Each applicant sought judicial review of the council's decision to secure bed-and-breakfast accommodation at the seaside, on the ground that the conclusion that such accommodation was suitable was taken without regard to all relevant considerations and/or was Wednesbury unreasonable, and was therefore unlawful.

It was submitted for the council that it was its policy to turn to bed- and-breakfast accommodation to discharge its duty under section 188 only as a last resort, when no other form of temporary accommodation was available. The council belonged to the Bed and Breakfast Information Exchange (Babie). The council could not pay more than the agreed Babie rate without breaking the agreement, and also because it could not afford to pay more.

When there were no hotel rooms of the appropriate standard available at the Babie rate in Newham, or in other parts of London, the council had to look outside London, and such accommodation was often available at seaside resorts. The council only considered that temporary bed-and- breakfast accommodation out of the borough or out of London was unsuitable if there was a "serious reason" for doing so. Serious reasons in that context existed where there was a "serious risk to the life or health of the applicant, his family or another", and did not include educational or employment reasons.

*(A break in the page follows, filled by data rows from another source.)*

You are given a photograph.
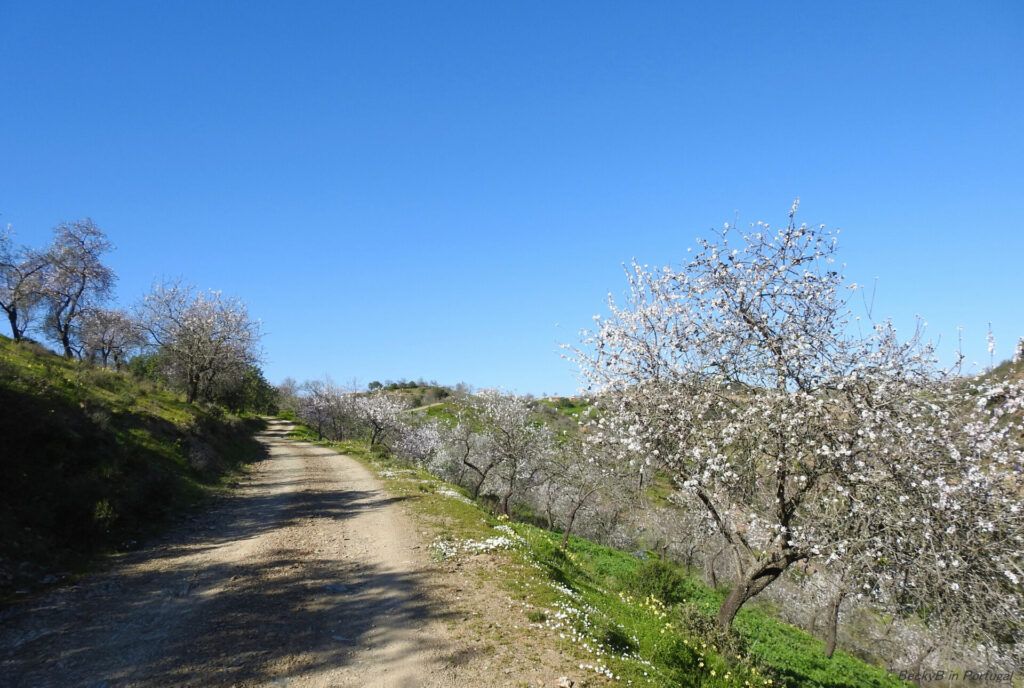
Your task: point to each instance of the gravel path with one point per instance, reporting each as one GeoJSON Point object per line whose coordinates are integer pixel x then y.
{"type": "Point", "coordinates": [309, 574]}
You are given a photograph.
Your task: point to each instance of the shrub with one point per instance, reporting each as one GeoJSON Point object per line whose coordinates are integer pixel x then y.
{"type": "Point", "coordinates": [659, 578]}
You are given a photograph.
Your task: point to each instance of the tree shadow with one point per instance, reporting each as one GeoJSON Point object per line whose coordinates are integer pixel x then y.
{"type": "Point", "coordinates": [174, 613]}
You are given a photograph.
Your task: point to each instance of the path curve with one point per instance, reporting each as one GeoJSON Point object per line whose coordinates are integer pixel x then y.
{"type": "Point", "coordinates": [308, 574]}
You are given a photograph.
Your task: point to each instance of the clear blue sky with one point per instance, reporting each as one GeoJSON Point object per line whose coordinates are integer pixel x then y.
{"type": "Point", "coordinates": [449, 189]}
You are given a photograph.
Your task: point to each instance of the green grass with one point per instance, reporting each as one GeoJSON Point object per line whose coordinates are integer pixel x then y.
{"type": "Point", "coordinates": [94, 460]}
{"type": "Point", "coordinates": [646, 621]}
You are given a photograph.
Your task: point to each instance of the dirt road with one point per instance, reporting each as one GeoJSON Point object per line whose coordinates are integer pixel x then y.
{"type": "Point", "coordinates": [307, 575]}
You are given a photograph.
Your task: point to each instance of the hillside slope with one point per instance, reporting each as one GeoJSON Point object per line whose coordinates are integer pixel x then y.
{"type": "Point", "coordinates": [93, 459]}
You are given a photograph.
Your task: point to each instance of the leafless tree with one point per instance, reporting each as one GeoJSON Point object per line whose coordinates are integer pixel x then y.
{"type": "Point", "coordinates": [77, 278]}
{"type": "Point", "coordinates": [204, 336]}
{"type": "Point", "coordinates": [110, 336]}
{"type": "Point", "coordinates": [23, 277]}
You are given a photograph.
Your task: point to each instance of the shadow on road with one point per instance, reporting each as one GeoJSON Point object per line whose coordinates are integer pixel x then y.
{"type": "Point", "coordinates": [225, 600]}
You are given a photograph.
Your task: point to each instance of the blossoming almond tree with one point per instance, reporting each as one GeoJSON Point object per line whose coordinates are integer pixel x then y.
{"type": "Point", "coordinates": [744, 376]}
{"type": "Point", "coordinates": [204, 336]}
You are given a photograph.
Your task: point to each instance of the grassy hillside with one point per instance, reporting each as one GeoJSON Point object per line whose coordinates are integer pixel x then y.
{"type": "Point", "coordinates": [637, 618]}
{"type": "Point", "coordinates": [92, 460]}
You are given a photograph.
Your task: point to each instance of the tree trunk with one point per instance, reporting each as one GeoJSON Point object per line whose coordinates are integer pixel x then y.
{"type": "Point", "coordinates": [920, 663]}
{"type": "Point", "coordinates": [568, 525]}
{"type": "Point", "coordinates": [12, 317]}
{"type": "Point", "coordinates": [747, 588]}
{"type": "Point", "coordinates": [66, 342]}
{"type": "Point", "coordinates": [832, 628]}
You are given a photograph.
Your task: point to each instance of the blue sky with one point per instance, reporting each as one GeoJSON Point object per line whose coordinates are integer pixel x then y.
{"type": "Point", "coordinates": [448, 190]}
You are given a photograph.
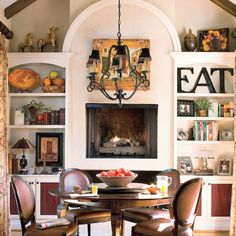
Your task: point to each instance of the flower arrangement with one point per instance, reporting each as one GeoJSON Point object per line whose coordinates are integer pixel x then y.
{"type": "Point", "coordinates": [202, 105]}
{"type": "Point", "coordinates": [214, 40]}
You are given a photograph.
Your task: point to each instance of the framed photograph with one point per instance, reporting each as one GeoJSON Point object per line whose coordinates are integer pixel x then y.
{"type": "Point", "coordinates": [226, 135]}
{"type": "Point", "coordinates": [182, 134]}
{"type": "Point", "coordinates": [214, 40]}
{"type": "Point", "coordinates": [49, 147]}
{"type": "Point", "coordinates": [184, 165]}
{"type": "Point", "coordinates": [224, 166]}
{"type": "Point", "coordinates": [135, 46]}
{"type": "Point", "coordinates": [185, 108]}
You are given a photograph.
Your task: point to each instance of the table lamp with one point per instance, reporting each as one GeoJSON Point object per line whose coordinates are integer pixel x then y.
{"type": "Point", "coordinates": [22, 144]}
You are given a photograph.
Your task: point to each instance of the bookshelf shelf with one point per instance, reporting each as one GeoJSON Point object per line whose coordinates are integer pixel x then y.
{"type": "Point", "coordinates": [53, 119]}
{"type": "Point", "coordinates": [36, 126]}
{"type": "Point", "coordinates": [205, 118]}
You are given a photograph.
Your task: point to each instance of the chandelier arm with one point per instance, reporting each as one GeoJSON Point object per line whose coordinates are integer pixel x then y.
{"type": "Point", "coordinates": [93, 84]}
{"type": "Point", "coordinates": [128, 56]}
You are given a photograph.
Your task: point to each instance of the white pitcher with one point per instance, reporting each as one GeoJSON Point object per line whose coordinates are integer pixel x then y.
{"type": "Point", "coordinates": [163, 182]}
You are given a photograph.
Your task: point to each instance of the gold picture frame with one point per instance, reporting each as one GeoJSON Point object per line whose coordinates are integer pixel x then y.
{"type": "Point", "coordinates": [135, 46]}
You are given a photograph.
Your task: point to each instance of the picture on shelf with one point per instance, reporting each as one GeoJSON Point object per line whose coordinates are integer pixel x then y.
{"type": "Point", "coordinates": [182, 134]}
{"type": "Point", "coordinates": [224, 166]}
{"type": "Point", "coordinates": [49, 147]}
{"type": "Point", "coordinates": [226, 135]}
{"type": "Point", "coordinates": [185, 108]}
{"type": "Point", "coordinates": [214, 40]}
{"type": "Point", "coordinates": [184, 165]}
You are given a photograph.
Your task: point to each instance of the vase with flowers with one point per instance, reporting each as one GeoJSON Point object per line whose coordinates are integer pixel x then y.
{"type": "Point", "coordinates": [202, 106]}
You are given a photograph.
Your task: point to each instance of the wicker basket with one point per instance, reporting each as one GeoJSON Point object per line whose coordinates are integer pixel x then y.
{"type": "Point", "coordinates": [53, 89]}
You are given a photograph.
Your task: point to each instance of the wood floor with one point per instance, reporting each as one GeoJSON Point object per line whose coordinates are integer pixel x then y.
{"type": "Point", "coordinates": [83, 233]}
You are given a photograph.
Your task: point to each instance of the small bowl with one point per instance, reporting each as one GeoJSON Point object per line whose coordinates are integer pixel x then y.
{"type": "Point", "coordinates": [117, 181]}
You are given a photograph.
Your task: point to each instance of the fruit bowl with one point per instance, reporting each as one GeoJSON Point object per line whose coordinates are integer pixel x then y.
{"type": "Point", "coordinates": [117, 181]}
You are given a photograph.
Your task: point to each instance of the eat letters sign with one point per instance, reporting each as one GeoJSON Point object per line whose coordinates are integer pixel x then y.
{"type": "Point", "coordinates": [207, 78]}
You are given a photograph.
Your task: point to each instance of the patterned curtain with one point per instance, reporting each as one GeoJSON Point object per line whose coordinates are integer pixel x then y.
{"type": "Point", "coordinates": [4, 203]}
{"type": "Point", "coordinates": [233, 202]}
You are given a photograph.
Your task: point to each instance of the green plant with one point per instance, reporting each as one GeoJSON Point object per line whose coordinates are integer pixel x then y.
{"type": "Point", "coordinates": [39, 106]}
{"type": "Point", "coordinates": [203, 104]}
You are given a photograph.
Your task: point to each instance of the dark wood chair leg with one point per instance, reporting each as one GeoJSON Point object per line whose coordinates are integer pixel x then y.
{"type": "Point", "coordinates": [89, 229]}
{"type": "Point", "coordinates": [122, 228]}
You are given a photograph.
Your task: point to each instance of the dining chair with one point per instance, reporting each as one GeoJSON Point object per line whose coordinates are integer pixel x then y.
{"type": "Point", "coordinates": [184, 212]}
{"type": "Point", "coordinates": [137, 215]}
{"type": "Point", "coordinates": [25, 201]}
{"type": "Point", "coordinates": [81, 213]}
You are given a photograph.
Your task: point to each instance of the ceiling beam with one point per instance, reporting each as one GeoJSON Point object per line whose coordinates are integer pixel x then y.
{"type": "Point", "coordinates": [226, 5]}
{"type": "Point", "coordinates": [16, 7]}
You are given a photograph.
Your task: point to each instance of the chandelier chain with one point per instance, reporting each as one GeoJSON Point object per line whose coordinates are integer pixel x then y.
{"type": "Point", "coordinates": [119, 23]}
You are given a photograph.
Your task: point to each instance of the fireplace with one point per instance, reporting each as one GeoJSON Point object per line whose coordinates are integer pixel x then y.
{"type": "Point", "coordinates": [127, 132]}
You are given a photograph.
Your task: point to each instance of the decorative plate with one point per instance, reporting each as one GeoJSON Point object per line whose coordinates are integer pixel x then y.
{"type": "Point", "coordinates": [24, 79]}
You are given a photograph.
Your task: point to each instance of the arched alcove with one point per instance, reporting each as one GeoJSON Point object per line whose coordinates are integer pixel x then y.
{"type": "Point", "coordinates": [139, 20]}
{"type": "Point", "coordinates": [107, 3]}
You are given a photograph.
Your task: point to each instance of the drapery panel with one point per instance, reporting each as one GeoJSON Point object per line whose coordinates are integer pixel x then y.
{"type": "Point", "coordinates": [4, 190]}
{"type": "Point", "coordinates": [233, 201]}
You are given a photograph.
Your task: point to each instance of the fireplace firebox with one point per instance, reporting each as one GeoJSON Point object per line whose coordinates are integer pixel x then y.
{"type": "Point", "coordinates": [126, 132]}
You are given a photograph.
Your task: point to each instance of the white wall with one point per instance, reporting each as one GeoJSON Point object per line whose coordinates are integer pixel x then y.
{"type": "Point", "coordinates": [143, 24]}
{"type": "Point", "coordinates": [136, 23]}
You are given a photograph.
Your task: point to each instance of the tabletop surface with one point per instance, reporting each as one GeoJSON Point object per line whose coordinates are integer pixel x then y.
{"type": "Point", "coordinates": [134, 191]}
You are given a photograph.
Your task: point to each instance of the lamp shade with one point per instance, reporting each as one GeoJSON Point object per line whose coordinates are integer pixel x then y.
{"type": "Point", "coordinates": [22, 144]}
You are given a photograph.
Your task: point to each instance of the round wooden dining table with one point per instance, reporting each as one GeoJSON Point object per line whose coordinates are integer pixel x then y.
{"type": "Point", "coordinates": [116, 199]}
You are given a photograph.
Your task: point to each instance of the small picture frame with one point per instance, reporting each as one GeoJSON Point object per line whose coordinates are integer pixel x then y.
{"type": "Point", "coordinates": [226, 135]}
{"type": "Point", "coordinates": [184, 165]}
{"type": "Point", "coordinates": [185, 108]}
{"type": "Point", "coordinates": [224, 166]}
{"type": "Point", "coordinates": [182, 134]}
{"type": "Point", "coordinates": [214, 40]}
{"type": "Point", "coordinates": [49, 146]}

Jan Luba (Hereward & Foster) and Stephen Knafler (the Aina Khan Partnership) for the applicants; David Matthias and Steven Woolf (Solicitor to Newham Council) for the council.

Mr Justice Dyson said that the phrase "suitable accommodation" in the Act meant suitable for the applicant, not suitable for the authority, and there was nothing in the Act which indicated that the authority's duty under section 188 should in any way be qualified by reference to its resources.

Although financial constraints and limited housing stock were matters that could be taken into account in determining suitability, there was a minimum in terms of the needs and circumstances of the particular family below which the standard of accommodation could not fall.

The policy applied by the council in the present cases prevented it from giving a proper consideration to the question whether, on the grounds of its location, bed-and-breakfast accommodation outside the district fell below the line of what could be regarded as suitable accommodation. It could not be right, and was unreasonable in the Wednesbury sense, not even to consider the effect of location in particular on matters such as children's education, or employment of the applicant or members of his family.

The decisions taken in the instant cases were, accordingly flawed, and would be quashed.